Brown Brothers Harriman’s (BBH) Elias Haddad notes that the Greenback Index (DXY) has rallied to its highest stage since early April as markets react to shifting Iran conflict sentiment and firmer United States (US) knowledge. Haddad argues resilient US development and April Private Consumption Expenditures (PCE) Value Index ought to assist a extra restrictive Fed stance, permitting DXY to overshoot its 96.00–100.00 vary regardless of any enchancment in threat sentiment.
DXY seen overshooting latest vary
“The worldwide inventory market rally stalled, bond yields ticked up, and the greenback index (DXY) staged a kneejerk rally to its highest stage since April 7.
“Regardless, risk-on sentiment ought to stay supported as a result of either side are nonetheless speaking to work out a deal that will finally reopen the Strait of Hormuz. In our view, DXY can overshoot the higher finish of its almost one 12 months 96.00-100.00 vary.
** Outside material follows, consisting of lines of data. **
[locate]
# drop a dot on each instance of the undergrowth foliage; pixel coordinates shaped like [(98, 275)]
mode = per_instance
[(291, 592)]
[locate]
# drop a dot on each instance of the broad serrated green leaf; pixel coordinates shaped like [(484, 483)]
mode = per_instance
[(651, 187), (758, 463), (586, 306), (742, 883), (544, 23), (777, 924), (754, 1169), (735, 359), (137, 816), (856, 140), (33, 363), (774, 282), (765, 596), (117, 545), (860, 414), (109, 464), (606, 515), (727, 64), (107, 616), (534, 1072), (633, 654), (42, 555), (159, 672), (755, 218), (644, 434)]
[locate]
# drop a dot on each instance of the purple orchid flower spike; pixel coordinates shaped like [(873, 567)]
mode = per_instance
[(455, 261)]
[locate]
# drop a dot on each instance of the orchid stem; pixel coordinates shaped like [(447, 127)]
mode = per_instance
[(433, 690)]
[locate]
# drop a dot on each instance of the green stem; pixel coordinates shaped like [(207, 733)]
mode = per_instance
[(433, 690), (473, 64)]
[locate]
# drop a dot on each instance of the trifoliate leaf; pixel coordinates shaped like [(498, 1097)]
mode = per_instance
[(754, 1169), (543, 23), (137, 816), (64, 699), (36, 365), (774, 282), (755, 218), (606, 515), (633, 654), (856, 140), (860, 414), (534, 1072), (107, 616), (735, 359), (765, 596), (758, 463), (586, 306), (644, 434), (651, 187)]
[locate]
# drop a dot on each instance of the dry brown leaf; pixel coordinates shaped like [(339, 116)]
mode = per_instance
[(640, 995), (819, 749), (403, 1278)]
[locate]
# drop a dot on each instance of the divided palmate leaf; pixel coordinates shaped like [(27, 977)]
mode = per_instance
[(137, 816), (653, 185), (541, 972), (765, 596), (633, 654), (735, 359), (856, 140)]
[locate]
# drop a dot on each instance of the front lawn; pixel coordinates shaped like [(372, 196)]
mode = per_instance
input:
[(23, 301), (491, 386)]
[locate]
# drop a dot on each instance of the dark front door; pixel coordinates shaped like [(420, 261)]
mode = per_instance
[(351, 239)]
Resilient US financial exercise in each absolute and relative phrases outweigh the drag to USD from a possible enchancment in sentiment tied to the Iran conflict.”
“The PCE print is predicted to bolster the pricing for a extra restrictive Fed stance and underpin a firmer USD. Each headline and core PCE inflation are seen overshooting the FOMC’s 2026 projection of two.7%. Headline PCE is seen rising 0.5% m/m or 3.8% y/y vs. 0.7% m/m or 3.5% y/y in March.”
“Nonetheless, the middle of gravity on the FOMC has shifted from an easing to a extra impartial bias elevating the chance that Warsh turns into the primary trendy Fed chair to be outvoted on coverage. Even dovish-leaning Fed Governor Christopher Waller pumped the brakes on cuts final week highlighting “I can not rule out fee hikes additional down the street if inflation doesn’t abate quickly.””
“We additionally get a contemporary replace of the Atlanta Fed GDPNow mannequin that can incorporate at present’s April PCE, sturdy items orders, and new-home gross sales. As of Could 21, the Atlanta Fed GDPNow mannequin estimates annualized actual GDP development of 4.3% in Q2 vs. 2.0% in Q1.”
(This text was created with the assistance of an Synthetic Intelligence device and reviewed by an editor.)